Excess Benefit Transaction
An excess benefit transaction is a transaction in which an economic benefit is provided by an applicable tax-exempt organization, directly or indirectly, to or for the use of a disqualified person, and the value of the economic benefit provided by the organization exceeds the value of the consideration received by the organization.
Disqualified Person
A disqualified person is any person who was in a position to exercise substantial influence over the affairs of the applicable tax-exempt organization at any time during the look-back period. It is not necessary that the person actually exercise substantial influence, only that the person be in a position to do so.
Imposition of Excise Tax on Disqualified Persons
An excise tax equal to 25 percent of the excess benefit is imposed on each excess benefit transaction between an applicable tax-exempt organization and a disqualified person. The disqualified person who benefited from the transaction is liable for the tax. If the 25 percent tax is imposed and the excess benefit transaction is not corrected within the taxable period, an additional excise tax equal to 200 percent of the excess benefit is imposed.
If a disqualified person makes a payment of less than the full correction amount, the 200 percent tax is imposed only on the unpaid portion of the correction amount. If more than one disqualified person received an excess benefit from an excess benefit transaction, all such disqualified persons are jointly and severally liable for the taxes.
To avoid the imposition of the 200 percent tax, a disqualified person must correct the excess benefit transaction during the taxable period. The taxable period begins on the date the transaction occurs and ends on the earlier of the date the statutory notice of deficiency is issued or the section 4958 taxes are assessed. This 200 percent tax may be abated if the excess benefit transaction subsequently is corrected during a 90-day correction period.

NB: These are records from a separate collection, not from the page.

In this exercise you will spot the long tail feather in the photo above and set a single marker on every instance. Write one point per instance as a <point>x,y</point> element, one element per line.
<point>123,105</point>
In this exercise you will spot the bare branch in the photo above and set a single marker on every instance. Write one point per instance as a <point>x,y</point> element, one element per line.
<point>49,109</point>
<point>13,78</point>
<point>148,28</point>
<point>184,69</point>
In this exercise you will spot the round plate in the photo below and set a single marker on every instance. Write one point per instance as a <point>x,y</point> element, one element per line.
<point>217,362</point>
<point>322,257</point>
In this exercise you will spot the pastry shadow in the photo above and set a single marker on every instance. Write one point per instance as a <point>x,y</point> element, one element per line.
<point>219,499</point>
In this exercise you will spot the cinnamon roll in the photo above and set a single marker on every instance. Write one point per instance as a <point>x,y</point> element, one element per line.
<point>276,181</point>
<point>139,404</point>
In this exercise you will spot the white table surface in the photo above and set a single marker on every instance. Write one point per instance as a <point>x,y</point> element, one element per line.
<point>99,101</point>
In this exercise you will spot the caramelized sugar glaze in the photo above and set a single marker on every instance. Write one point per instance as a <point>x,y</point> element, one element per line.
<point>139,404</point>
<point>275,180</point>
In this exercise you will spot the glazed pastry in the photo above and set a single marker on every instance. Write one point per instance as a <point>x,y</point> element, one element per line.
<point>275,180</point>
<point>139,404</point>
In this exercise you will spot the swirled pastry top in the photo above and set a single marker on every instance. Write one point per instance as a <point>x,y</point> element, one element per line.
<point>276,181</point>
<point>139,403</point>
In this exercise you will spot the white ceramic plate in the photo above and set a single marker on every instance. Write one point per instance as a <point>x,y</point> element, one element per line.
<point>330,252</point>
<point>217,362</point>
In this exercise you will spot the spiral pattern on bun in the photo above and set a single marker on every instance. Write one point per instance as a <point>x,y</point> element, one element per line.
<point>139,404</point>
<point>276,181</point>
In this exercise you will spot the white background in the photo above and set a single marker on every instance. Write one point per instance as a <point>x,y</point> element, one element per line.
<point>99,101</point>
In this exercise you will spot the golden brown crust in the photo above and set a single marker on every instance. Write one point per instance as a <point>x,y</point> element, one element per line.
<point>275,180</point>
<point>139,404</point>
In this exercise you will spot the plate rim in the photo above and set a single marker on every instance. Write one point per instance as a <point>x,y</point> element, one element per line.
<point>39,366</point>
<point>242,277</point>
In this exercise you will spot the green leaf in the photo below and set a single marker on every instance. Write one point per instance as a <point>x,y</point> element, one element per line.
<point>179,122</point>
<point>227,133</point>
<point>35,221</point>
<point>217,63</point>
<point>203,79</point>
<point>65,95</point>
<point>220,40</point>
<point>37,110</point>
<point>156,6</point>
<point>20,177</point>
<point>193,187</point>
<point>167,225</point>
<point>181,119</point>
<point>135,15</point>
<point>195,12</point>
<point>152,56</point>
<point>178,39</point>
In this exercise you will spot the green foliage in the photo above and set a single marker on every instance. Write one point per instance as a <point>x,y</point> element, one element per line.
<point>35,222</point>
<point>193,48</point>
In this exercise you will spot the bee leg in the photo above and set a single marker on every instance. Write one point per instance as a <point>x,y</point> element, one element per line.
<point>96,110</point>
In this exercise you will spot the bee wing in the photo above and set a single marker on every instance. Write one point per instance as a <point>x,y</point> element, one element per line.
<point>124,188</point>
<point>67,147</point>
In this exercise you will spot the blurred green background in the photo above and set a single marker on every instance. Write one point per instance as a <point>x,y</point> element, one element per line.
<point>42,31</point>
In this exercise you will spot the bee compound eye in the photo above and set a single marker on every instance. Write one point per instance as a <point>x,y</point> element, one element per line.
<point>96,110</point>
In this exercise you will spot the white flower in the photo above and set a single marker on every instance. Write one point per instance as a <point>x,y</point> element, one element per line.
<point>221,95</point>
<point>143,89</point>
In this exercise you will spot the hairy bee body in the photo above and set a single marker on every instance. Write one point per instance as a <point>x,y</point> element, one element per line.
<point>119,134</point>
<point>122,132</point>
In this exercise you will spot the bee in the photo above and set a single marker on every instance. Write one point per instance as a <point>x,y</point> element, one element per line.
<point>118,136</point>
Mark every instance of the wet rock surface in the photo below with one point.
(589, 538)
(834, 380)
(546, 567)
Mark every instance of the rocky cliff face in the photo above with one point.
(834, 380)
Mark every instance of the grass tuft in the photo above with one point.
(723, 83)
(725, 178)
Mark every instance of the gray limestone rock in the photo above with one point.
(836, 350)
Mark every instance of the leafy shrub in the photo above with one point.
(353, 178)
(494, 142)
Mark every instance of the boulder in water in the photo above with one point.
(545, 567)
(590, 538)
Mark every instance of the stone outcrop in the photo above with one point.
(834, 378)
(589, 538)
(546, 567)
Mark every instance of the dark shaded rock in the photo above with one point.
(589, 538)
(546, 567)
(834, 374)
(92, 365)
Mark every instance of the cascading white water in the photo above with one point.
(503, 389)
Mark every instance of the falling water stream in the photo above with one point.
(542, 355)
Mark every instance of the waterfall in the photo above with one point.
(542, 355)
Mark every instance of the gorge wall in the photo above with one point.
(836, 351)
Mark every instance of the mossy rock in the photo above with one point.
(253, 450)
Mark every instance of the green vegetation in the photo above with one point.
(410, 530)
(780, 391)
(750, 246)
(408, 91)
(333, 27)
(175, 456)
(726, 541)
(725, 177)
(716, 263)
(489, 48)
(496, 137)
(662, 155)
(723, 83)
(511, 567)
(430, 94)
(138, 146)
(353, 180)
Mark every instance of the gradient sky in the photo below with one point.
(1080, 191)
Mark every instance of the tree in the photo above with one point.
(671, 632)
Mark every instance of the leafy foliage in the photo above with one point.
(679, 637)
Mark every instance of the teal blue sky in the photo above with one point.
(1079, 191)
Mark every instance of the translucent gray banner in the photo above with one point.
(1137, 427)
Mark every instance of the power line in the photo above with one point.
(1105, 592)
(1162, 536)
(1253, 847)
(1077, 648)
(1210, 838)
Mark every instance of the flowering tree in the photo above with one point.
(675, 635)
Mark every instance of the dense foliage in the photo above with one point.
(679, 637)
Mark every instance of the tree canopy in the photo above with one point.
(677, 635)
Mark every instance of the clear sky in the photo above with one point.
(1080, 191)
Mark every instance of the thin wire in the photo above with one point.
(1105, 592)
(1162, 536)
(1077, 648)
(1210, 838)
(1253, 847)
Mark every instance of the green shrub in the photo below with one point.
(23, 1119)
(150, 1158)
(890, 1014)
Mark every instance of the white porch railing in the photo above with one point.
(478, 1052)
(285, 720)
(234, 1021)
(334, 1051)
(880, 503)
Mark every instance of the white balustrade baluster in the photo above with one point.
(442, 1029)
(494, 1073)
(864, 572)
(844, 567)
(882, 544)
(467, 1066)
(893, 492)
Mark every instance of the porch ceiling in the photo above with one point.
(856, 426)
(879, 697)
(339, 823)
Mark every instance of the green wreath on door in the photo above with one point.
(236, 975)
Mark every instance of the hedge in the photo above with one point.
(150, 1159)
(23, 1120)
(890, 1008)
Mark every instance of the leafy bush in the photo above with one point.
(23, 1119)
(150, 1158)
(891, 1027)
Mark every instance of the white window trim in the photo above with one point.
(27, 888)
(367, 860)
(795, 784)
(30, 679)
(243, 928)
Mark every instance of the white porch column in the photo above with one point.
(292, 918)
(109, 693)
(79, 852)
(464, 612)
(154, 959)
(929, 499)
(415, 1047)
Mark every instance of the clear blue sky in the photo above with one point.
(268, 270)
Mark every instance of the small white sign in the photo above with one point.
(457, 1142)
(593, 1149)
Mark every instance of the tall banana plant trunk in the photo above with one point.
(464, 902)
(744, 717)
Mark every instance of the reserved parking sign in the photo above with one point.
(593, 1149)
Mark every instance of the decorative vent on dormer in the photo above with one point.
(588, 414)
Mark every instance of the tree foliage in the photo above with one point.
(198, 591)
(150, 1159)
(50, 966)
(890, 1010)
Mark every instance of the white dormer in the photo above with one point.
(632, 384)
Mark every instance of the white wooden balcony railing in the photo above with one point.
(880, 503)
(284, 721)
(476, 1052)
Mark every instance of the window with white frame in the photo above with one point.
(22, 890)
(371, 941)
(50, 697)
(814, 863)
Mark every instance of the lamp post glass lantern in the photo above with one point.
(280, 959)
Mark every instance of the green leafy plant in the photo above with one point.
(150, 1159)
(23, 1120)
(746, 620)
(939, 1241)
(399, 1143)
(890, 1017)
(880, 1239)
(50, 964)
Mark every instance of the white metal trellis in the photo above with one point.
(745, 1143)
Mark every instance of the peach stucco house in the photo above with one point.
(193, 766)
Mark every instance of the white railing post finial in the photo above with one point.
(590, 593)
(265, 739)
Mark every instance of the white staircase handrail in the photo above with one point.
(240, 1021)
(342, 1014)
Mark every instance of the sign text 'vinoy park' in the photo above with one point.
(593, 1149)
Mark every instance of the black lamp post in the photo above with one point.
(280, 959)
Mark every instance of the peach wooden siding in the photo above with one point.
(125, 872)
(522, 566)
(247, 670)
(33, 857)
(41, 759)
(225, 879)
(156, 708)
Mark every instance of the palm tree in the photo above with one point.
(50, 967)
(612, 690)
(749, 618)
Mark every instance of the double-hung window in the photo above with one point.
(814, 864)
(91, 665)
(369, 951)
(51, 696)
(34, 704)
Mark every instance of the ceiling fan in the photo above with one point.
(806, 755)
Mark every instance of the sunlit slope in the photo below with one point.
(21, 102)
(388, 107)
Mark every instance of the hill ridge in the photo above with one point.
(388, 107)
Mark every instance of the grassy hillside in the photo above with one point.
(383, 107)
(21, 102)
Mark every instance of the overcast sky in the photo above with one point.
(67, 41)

Imposition of Excise Tax on Organization Managers
An excise tax equal to 10 percent of the excess benefit may be imposed on the participation of an organization manager in an excess benefit transaction between an applicable tax-exempt organization and a disqualified person. This tax, which may not exceed $20,000 with respect to any single transaction, is only imposed if the 25 percent tax is imposed on the disqualified person, the organization manager knowingly participated in the transaction, and the manager’s participation was willful and not due to reasonable cause. There is also joint and several liability for this tax. A person may be liable for both the tax paid by the disqualified person and this organization manager tax in appropriate circumstances.
An organization manager is not considered to have participated in an excess benefit transaction where the manager has opposed the transaction in a manner consistent with the fulfillment of the manager’s responsibilities to the organization.
A person participates in a transaction knowingly if the person has actual knowledge of sufficient facts so that, based solely upon such facts, the transaction would be an excess benefit transaction. Knowing does not mean having reason to know. The organization manager will not be considered knowing, if after full disclosure of the factual situation to an appropriate professional, the organization manager relied on a professional’s reasoned written opinion on matters within the professional’s expertise or if the manager relied on the fact that the requirements for the rebuttable presumption have been satisfied.
Participation by an organization manager is willful if it is voluntary, conscious, and intentional. An organization manager’s participation is due to reasonable cause if the manager has exercised responsibility on behalf of the organization with ordinary business care and prudence.